Sie wandte sich ab und ließ den Tränen freien Lauf, da es sie nicht mehr kümmerte, was Quenthel, Danifae oder einer der anderen von ihr hielten. Sie wollte von Lolth eine Antwort.

»Schwach«, hörte sie Quenthel flüstern.

Tzirik, der ein Stück von der Gruppe entfernt stand, seufzte und sprach: »Das dürfte es wohl gewesen sein. Lolth hat sich nicht entschlossen, für Euch ihr Schweigen zu brechen. Nun gibt es etwas, das ich tun muß.«

Er hob die Arme und beschrieb eine komplexe Abfolge von Gesten, während er Worte der Macht sprach. Die Luft knisterte vor Energie. Als Quenthel den Zauber erkannte, den der Anhänger Vhaerauns sprach, riß sie entsetzt die Augen auf.

»Haltet ihn auf!« kreischte sie und wirbelte zu dem Priester herum.

Sie wollte loseilen und hob ihre todbringende Peitsche, doch Danifae packte ihren Arm, als sie an ihr vorbeistürmen wollte.

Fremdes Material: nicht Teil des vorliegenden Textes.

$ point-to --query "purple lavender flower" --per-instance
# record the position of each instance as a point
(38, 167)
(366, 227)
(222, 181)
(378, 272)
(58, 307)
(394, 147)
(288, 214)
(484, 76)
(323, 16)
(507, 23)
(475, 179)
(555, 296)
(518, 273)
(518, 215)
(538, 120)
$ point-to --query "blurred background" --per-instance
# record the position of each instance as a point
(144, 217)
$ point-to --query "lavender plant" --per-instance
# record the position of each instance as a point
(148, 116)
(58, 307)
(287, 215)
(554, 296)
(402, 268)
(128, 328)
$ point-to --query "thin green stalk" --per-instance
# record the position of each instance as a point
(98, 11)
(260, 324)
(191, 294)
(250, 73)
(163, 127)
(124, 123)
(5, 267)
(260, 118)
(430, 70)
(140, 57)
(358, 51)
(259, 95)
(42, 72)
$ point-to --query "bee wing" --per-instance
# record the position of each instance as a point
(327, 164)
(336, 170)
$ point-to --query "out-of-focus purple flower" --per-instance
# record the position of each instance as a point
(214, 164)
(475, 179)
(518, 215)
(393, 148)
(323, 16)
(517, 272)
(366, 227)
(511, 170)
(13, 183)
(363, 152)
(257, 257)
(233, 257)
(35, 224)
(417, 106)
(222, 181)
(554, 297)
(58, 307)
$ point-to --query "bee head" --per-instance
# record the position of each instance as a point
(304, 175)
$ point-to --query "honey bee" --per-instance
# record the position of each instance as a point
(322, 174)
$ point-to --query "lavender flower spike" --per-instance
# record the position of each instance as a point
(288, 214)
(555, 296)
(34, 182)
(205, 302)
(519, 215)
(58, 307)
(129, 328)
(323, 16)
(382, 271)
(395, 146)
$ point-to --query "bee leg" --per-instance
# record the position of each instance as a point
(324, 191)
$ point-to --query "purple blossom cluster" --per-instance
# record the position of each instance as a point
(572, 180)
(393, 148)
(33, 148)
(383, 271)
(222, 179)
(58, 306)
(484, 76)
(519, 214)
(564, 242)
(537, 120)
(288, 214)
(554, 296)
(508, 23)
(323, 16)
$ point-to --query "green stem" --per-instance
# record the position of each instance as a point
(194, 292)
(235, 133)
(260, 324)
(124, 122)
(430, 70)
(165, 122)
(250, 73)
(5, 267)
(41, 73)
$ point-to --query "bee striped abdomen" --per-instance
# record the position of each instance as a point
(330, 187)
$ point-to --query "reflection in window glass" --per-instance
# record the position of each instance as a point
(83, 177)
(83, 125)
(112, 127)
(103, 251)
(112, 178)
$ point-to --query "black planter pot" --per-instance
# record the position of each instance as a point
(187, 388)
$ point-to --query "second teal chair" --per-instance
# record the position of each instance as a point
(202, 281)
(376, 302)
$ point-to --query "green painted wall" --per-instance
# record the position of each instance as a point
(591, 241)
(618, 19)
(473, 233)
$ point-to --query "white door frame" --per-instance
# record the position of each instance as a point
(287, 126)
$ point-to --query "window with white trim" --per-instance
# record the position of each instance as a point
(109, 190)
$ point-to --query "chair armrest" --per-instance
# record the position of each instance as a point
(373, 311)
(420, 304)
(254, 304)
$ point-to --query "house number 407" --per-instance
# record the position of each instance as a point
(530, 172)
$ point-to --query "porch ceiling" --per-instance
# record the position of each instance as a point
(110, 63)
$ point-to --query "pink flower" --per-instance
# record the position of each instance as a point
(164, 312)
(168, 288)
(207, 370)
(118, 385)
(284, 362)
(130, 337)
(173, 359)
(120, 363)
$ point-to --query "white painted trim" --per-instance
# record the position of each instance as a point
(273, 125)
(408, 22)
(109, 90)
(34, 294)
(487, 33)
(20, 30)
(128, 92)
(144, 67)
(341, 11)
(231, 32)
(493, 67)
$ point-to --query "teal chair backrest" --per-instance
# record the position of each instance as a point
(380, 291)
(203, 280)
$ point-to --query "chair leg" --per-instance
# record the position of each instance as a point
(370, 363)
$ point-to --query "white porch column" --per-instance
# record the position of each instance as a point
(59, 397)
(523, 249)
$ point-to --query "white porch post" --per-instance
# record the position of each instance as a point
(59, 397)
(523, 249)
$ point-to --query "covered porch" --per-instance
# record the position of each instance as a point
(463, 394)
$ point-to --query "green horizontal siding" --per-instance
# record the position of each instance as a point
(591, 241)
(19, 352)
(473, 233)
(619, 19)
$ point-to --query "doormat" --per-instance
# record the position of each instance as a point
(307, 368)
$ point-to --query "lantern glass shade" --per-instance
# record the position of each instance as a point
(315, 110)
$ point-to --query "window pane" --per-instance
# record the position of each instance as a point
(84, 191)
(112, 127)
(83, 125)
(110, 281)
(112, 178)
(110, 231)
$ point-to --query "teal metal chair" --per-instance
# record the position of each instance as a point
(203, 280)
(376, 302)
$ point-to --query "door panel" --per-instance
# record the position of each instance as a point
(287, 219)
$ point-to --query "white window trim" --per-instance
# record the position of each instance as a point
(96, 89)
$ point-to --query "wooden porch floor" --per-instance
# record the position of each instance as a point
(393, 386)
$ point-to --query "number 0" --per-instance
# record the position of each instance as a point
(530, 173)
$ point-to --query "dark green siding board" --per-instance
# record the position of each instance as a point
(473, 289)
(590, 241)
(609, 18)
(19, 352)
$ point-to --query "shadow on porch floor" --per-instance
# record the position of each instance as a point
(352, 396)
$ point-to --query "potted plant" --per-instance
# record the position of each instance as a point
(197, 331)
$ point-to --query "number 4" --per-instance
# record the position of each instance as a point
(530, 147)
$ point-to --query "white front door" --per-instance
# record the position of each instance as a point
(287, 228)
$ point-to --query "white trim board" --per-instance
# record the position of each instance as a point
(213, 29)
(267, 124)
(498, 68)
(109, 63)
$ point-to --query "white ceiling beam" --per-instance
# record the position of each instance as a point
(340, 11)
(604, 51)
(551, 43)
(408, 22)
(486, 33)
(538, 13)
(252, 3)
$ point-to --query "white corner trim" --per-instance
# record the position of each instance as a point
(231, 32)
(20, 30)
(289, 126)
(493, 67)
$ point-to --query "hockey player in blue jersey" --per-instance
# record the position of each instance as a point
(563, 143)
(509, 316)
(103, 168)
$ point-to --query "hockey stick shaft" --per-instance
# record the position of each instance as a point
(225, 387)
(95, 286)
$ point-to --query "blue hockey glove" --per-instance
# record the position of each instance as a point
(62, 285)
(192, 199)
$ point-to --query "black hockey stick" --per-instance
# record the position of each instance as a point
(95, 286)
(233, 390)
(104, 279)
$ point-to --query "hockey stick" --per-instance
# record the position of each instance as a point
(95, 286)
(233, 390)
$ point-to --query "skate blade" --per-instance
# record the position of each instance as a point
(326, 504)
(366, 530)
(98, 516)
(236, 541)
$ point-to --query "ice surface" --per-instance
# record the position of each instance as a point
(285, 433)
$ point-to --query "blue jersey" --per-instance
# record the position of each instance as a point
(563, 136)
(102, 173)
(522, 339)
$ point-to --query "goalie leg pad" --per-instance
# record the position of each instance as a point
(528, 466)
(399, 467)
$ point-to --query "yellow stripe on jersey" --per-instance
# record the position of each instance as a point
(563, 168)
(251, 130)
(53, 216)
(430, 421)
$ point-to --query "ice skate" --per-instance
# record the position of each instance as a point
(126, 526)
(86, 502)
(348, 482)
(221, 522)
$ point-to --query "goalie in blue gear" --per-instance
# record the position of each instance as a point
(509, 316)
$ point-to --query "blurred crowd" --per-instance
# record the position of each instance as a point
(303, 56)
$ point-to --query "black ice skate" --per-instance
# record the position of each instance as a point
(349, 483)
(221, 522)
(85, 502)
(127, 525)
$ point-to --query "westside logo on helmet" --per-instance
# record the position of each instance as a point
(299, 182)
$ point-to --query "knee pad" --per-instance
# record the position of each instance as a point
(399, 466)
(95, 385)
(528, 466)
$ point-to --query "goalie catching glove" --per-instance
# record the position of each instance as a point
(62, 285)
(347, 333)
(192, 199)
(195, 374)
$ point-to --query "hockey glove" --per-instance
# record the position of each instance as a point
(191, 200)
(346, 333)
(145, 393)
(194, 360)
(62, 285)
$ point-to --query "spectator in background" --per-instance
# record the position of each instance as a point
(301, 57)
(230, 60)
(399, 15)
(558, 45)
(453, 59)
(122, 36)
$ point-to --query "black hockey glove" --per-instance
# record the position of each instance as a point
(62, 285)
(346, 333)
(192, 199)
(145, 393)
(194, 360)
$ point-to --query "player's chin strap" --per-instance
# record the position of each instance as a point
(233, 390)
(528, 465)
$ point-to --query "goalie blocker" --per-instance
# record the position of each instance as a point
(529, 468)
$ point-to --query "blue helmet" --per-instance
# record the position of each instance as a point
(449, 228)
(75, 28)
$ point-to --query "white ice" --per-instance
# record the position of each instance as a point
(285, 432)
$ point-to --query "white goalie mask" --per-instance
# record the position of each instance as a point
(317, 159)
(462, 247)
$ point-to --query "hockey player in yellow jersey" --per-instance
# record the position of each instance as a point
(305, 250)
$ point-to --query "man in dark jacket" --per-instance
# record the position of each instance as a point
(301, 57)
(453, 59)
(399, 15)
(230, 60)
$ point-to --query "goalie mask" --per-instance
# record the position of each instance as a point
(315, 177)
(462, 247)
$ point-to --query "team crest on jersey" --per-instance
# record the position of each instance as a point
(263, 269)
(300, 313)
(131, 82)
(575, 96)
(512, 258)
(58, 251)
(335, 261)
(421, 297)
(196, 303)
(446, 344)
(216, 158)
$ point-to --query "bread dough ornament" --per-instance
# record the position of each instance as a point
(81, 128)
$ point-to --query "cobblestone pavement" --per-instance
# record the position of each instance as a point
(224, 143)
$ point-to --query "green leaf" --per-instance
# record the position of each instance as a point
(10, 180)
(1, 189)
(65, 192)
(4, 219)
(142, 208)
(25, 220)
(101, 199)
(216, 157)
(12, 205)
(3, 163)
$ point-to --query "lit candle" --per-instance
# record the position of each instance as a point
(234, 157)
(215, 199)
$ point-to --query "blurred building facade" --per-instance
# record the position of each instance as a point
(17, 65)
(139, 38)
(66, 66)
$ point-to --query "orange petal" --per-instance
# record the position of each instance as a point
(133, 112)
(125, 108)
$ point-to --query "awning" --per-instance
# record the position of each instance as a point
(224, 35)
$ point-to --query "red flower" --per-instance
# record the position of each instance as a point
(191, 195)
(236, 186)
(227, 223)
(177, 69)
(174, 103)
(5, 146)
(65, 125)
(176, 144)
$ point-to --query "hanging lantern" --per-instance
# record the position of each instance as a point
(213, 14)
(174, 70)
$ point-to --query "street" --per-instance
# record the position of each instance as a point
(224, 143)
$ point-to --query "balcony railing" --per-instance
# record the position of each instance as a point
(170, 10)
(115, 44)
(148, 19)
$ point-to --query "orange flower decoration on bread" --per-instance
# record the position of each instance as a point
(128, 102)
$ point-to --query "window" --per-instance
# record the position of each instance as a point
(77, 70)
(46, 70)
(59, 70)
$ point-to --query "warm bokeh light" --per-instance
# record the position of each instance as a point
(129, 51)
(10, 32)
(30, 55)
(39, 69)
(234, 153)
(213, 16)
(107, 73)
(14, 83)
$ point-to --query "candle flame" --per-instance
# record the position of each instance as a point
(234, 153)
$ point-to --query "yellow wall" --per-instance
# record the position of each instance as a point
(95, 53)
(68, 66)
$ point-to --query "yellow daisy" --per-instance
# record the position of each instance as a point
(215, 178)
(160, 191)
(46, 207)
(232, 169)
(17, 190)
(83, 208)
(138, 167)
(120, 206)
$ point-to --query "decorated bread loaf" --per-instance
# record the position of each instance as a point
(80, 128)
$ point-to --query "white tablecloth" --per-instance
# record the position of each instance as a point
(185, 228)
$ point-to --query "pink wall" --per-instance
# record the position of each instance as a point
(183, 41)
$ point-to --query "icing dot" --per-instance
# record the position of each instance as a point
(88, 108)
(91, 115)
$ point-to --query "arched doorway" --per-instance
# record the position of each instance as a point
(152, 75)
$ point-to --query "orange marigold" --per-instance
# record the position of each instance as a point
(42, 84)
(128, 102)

»Vorsicht!« zischte sie. »Unsere Körper sind immer noch in der Minauth-Feste.«

»Er öffnet ein Tor!« herrschte Quenthel sie an. »Hier!«

»Was tut Ihr da, Tzirik?« rief Pharaun beunruhigt.

Der Magier wich zurück und setzte zu einem Verteidigungs-zauber an, doch Danifaes Warnung genügte, um ihn zögern zu lassen, ehe er eingriff.

Ryld und Valas hielten sich auch zurück, da sie nicht sicher waren, was geschehen würde, wenn dem Kleriker etwas zustieß, dessen Zauber sie zu Lolth gebracht hatte. Der Waffenmeister und der Söldner zogen zwar blank, schritten aber nicht ein.

»Pharaun, was sollen wir tun?« rief Ryld.

Ehe der Magier antworten konnte, hatte Tzirik seinen Zauber gewirkt. Von einem durchdringenden, reißenden und zerrenden Geräusch begleitet entstand neben dem Jaelre-Priester mitten in der Luft ein großer schwarzer Riß.